[06:54:15] <pfischer>	 o/
[06:55:36] <dcausse>	 o/
[07:06:03] <pfischer>	 dcausse: Apparently the weighted tags (kafka representation) where created on Friday. I am just a bit surprised to see the DAG finished in ~3h instead of the expected 7h. According to the kafka dashboard the rate peaked at ~10 records per second which is also below the default rate-limit of 20. Looking into it.
[07:07:45] <dcausse>	 pfischer: the SUP misbehaved badly so depending on what metrics you're looking at perhaps that's expected?
[07:09:34] <pfischer>	 dcausse: Ouch, I have not checked SUP yet. What happened?

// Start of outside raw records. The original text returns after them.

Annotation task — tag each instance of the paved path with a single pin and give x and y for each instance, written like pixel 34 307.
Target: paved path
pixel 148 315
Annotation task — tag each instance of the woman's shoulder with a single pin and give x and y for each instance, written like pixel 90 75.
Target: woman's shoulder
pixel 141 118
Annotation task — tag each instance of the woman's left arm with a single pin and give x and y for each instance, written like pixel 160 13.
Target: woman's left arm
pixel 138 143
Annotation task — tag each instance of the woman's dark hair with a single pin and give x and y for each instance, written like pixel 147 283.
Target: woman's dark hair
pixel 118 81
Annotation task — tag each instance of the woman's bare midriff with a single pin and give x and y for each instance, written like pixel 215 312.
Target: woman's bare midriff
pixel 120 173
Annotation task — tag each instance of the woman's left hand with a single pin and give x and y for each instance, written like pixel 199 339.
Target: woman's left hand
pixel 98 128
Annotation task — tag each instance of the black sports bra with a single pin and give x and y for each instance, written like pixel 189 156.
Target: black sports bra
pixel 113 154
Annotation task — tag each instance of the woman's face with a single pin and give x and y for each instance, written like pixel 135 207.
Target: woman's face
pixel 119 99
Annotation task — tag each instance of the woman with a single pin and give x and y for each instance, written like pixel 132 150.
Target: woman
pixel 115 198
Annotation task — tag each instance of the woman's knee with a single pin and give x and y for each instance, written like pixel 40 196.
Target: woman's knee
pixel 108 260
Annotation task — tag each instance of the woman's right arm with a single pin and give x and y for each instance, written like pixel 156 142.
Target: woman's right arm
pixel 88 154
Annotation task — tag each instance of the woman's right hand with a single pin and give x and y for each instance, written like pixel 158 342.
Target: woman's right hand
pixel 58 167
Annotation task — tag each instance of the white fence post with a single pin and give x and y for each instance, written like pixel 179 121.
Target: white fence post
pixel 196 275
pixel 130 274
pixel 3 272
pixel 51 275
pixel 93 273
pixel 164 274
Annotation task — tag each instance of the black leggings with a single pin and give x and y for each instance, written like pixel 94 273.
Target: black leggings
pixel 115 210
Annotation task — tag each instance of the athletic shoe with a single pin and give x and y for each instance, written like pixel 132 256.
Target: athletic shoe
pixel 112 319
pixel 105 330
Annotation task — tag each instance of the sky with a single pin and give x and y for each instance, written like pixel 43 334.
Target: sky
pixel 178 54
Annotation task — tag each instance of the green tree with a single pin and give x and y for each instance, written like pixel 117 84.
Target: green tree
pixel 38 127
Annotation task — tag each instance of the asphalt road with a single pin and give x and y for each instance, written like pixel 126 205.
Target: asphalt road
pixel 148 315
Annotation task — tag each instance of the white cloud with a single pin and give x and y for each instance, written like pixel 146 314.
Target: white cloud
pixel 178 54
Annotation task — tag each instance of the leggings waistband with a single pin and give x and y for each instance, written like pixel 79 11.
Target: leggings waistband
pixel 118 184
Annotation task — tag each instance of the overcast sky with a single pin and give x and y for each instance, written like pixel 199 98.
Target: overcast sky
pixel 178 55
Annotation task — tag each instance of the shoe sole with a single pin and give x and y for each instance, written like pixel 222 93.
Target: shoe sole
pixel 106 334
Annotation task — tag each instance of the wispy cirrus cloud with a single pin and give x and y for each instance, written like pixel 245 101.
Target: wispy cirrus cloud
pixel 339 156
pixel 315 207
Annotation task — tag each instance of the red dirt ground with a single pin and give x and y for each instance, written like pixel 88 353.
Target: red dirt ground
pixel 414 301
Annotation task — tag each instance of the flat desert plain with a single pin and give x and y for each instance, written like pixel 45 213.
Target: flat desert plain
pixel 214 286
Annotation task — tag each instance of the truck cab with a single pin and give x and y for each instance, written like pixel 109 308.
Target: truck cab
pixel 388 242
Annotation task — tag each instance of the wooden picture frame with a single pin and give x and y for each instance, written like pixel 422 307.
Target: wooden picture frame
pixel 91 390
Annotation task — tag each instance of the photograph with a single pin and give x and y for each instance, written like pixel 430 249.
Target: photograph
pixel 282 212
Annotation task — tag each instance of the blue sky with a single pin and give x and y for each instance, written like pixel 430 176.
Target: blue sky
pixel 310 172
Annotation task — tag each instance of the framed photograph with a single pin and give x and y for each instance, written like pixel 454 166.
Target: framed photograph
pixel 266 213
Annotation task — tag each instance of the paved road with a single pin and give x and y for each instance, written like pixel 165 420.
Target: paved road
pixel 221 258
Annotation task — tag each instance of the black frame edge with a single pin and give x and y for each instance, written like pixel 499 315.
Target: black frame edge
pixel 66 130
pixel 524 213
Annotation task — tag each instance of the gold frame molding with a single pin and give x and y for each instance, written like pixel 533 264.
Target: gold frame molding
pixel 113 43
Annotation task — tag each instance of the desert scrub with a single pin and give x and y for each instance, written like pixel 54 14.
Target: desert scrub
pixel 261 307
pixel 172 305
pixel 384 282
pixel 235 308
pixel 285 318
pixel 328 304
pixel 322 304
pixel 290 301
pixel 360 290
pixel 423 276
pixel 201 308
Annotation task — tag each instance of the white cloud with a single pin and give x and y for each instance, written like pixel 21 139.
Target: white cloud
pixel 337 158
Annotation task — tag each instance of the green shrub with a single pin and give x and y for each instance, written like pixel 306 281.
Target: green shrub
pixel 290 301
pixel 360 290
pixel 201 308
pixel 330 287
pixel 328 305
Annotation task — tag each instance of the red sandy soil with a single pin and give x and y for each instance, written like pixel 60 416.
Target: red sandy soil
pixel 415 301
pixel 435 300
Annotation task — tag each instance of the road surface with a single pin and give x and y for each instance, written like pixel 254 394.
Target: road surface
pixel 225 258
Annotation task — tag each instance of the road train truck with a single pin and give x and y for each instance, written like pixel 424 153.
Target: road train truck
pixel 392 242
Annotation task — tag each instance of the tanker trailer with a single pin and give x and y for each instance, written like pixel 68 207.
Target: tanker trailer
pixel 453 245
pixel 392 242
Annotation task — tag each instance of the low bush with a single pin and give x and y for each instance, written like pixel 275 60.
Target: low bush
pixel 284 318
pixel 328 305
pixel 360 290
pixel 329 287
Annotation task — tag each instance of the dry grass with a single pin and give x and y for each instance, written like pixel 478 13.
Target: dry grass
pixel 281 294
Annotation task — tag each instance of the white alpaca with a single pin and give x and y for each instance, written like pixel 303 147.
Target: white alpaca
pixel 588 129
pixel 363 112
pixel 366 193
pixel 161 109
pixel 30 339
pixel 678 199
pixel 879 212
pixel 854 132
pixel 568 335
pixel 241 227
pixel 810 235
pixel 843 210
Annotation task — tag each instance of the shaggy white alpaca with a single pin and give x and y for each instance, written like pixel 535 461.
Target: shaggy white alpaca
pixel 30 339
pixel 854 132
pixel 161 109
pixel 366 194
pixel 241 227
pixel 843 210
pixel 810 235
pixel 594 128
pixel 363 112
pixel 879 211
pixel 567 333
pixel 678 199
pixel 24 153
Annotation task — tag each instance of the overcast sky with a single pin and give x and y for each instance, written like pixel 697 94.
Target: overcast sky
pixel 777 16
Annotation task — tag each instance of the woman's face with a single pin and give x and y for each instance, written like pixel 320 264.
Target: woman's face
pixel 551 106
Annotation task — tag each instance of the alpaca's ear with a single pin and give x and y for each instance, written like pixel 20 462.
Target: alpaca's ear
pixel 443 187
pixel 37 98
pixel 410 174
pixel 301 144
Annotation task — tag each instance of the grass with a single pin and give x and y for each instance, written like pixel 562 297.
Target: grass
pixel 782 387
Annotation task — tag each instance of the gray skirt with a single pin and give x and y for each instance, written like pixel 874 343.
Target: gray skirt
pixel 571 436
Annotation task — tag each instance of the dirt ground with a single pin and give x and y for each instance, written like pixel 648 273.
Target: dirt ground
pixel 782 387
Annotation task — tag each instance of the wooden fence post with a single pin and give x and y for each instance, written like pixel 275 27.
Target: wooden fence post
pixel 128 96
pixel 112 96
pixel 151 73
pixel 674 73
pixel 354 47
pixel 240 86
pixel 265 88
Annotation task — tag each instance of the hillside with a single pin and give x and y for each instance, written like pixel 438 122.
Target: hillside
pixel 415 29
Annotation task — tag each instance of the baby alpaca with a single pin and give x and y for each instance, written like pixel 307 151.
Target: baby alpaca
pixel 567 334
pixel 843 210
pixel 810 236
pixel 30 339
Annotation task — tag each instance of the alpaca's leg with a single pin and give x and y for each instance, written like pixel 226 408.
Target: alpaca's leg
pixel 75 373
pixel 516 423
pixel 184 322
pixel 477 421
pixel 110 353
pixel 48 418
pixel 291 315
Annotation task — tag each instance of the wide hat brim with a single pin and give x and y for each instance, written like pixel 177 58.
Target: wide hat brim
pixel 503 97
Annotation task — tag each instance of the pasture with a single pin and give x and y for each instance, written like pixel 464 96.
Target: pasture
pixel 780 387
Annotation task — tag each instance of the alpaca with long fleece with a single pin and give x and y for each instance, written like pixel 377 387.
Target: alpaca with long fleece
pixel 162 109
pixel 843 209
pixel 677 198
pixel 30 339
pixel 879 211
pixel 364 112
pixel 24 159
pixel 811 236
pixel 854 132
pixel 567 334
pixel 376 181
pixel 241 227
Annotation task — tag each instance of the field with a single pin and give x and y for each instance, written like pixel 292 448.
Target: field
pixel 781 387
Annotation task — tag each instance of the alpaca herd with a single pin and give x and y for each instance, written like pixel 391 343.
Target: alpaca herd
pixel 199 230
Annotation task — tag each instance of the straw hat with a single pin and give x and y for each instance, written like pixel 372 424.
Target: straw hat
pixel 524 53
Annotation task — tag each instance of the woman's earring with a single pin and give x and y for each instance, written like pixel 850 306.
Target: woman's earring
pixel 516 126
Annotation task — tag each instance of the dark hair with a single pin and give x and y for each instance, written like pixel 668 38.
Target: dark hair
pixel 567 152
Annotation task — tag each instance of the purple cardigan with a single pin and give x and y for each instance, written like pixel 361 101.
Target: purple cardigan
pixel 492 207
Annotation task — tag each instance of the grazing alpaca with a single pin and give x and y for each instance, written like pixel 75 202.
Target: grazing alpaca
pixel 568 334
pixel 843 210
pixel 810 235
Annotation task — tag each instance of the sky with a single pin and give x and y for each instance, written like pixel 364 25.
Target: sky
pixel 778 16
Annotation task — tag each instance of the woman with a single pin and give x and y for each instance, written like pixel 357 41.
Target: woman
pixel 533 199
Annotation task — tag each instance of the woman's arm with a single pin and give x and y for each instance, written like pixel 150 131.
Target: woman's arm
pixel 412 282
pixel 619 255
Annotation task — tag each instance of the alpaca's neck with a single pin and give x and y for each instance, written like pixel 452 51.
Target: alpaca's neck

Are the produced records ill-formatted?
[07:11:05] <pfischer>	 I just checked the source kafka topic the DAG is producing to, so SUP shouldn’t effect that.
[07:11:41] <dcausse>	 ok
[07:12:16] <dcausse>	 pfischer: I should have written an incident report but there's a short description at: https://phabricator.wikimedia.org/T372912#11152737
[07:13:14] <dcausse>	 was pretty much bad luck, hit by 3 consecutive nasty problems while trying to recover 
[07:14:41] <dcausse>	 pfischer: to confirm a theory of the bad state problem: did you encounter issues while deploying flink 1.20 saying that the state was incompatible and had to switch to upgradeMode: stateless to drop the state?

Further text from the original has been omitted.